Türkiye’de denizlerin geleceği ve sürdürülebilir balıkçılık adına verilen mücadelede son yıllarda yakalanan ivme yerini bir yavaşlamaya bıraktı. Bu yavaşlamanın nedenlerini ve tekrar nasıl bir ivme yakalanabileceğini Geleneksel Balıkçılığı Yaşatma Derneği Kenan Kedikli’yle konuştuk.
Sürdürülebilir balıkçılık mücadelesindeki yavaşlama konusunda ne düşünüyorsunuz?
Son birkaç yıldır içinde olduğumuz siyasi atmosfer şüphesiz etkiledi ama yine de bu bahsettiğiniz yavaşlamayı mevcut durumla izah edemeyiz. Ben siyasal gerilimin sürdürülebilir balıkçılık mücadelesi üzerinde yarattığı bu olumsuz etkinin aynı zamanda durup mücadelemizi ve faaliyetimizi gözden geçirmek için bir fırsat yarattığını düşünüyorum.
Sürdürülebilir balıkçılık konusu geçmişte akademik çevrelerin yazdığı birkaç makale dışında neredeyse yok düzeyindeydi. Seyrek yapılan balıkçılık toplantılarında konular ‘deniz kirliliği’ ve ‘av filosu büyüklüğü’ dışına taşmazdı. Cumhuriyet tarihi boyunca bir yağma alanı olarak gördük denizleri. Avcılık ekonomisini korumak gibi bir kaygımız olmadı. Balıkçılar ise zaten kıyı alanlarını işgal eden topluluklar olarak değerlendiriliyordu
Yeşilçam filmlerini hatırlayın. İş bulup çalışmazsan şarapçı veya balıkçı olursun. Sokaklarda yatıp kalkarsın. Senarist toplumumuzun algısını yansıtmıştır hikaye. Günümüzün deyimi ile balıkçı senaryoda tam bir ‘loser’ (kaybeden) olarak yer bulur kendisine.
Halbuki balıkçılık çetin doğa koşullarında yapılan, bu nedenle de bir felsefesi ve kültürü olan, tarih boyunca gıda temininde önemli yer işgal eden, katma değer sağlayan değerli bir yapıdır. Buna rağmen Avrupa Birliği görüşmeleri başlayana kadar farkına varılmamış bir sektörden bahsediyoruz.
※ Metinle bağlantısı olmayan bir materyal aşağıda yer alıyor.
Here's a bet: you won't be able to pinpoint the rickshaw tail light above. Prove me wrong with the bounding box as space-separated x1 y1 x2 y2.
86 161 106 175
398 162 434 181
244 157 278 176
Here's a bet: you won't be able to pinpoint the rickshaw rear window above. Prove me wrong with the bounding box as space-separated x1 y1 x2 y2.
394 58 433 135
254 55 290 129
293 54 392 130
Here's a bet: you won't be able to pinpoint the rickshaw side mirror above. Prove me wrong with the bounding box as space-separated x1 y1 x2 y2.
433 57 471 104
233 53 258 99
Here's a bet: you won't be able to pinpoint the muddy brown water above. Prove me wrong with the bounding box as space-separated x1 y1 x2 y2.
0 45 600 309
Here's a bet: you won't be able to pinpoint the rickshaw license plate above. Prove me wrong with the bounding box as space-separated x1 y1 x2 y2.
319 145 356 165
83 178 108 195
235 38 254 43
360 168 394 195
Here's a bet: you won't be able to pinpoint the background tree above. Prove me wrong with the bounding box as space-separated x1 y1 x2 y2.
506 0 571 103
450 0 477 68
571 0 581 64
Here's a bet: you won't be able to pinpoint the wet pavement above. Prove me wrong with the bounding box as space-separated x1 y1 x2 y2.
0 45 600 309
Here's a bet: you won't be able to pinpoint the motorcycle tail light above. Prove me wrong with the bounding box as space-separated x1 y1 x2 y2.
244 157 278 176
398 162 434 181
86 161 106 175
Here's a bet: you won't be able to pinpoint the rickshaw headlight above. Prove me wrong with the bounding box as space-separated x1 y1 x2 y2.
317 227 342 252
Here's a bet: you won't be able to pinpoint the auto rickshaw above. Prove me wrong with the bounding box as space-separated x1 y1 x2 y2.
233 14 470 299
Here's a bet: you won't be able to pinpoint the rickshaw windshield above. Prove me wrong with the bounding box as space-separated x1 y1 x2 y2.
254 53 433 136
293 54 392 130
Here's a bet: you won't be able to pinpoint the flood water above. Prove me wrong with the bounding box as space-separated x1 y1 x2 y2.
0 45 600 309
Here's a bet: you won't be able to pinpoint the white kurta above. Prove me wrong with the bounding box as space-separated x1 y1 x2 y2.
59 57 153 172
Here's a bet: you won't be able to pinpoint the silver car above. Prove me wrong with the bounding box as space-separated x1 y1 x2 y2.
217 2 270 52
Bu sahada faaliyet yapanlar olarak beslendiğimiz zeminin de aşmamız gereken zeminin de tam burası olduğunu düşünüyorum.
Türkiye’de sürdürülebilir balıkçılık mücadelesi yaklaşık 7 yıl önce ivme kazandı. AB uyum sürecinde mücadele sahnesine çıkan dernekler ve küçük balıkçı örgütleri geniş bir itiraz dile getirdiler.
Endüstriyel balıkçılık gruplarının itirazları ile başlayan bu son evre, Greenpeace’in yavru balık kampanyası, Fikir Sahibi Damaklar’ın lüfer kampanyası ile popüler bir hale geldi.Yine GELBALDER ve Greenpeace öncülüğünde SAD, SÜMDER gibi STK’ların çağrısı ile yayınlanan deklerasyon bu mücadelenin önemli aşamalarından birisi oldu. Bu sürecin en önemli sonuçlarından biri balıkçı kooperatiflerinin bu mücadeleye katılmaları ve giderek mücadelenin sorumluluğunu üstlenmeleriydi. Ankara’da yapılan son Danışma Kurulu’na İstanbul Kooperatifleri Bölge Birliği’nin beş otobüs küçük balıkçıyla katılması sürdürülebilir balıkçılık mücadelesi tarihimizin en önemli ilklerinden birisidir.
Aslen kısa zamanda çok iş yapıldı büyük mesafeler alındı ama kalktığımız zemin bizi teslim aldı. STK’lar ve kooperatifler mücadelenin içine girdiği yeni aşamanın ihtiyaçlarına cevap veremez hale geldi. Bu söylediklerimden bir parçası olmaktan her zaman onur duyduğum kendi derneğim de muaf değildir. Bizler uzunca bir zamandır avam deyimle vagon sallıyoruz, vagon sallandıkça tren de gidiyor zannediyoruz ama ne yazık ki gerçek bu değil. Buna çözüm bulacak olan yine bizleriz. İçinde bulunduğumuz durum başladığımız yerden daha kötü değil.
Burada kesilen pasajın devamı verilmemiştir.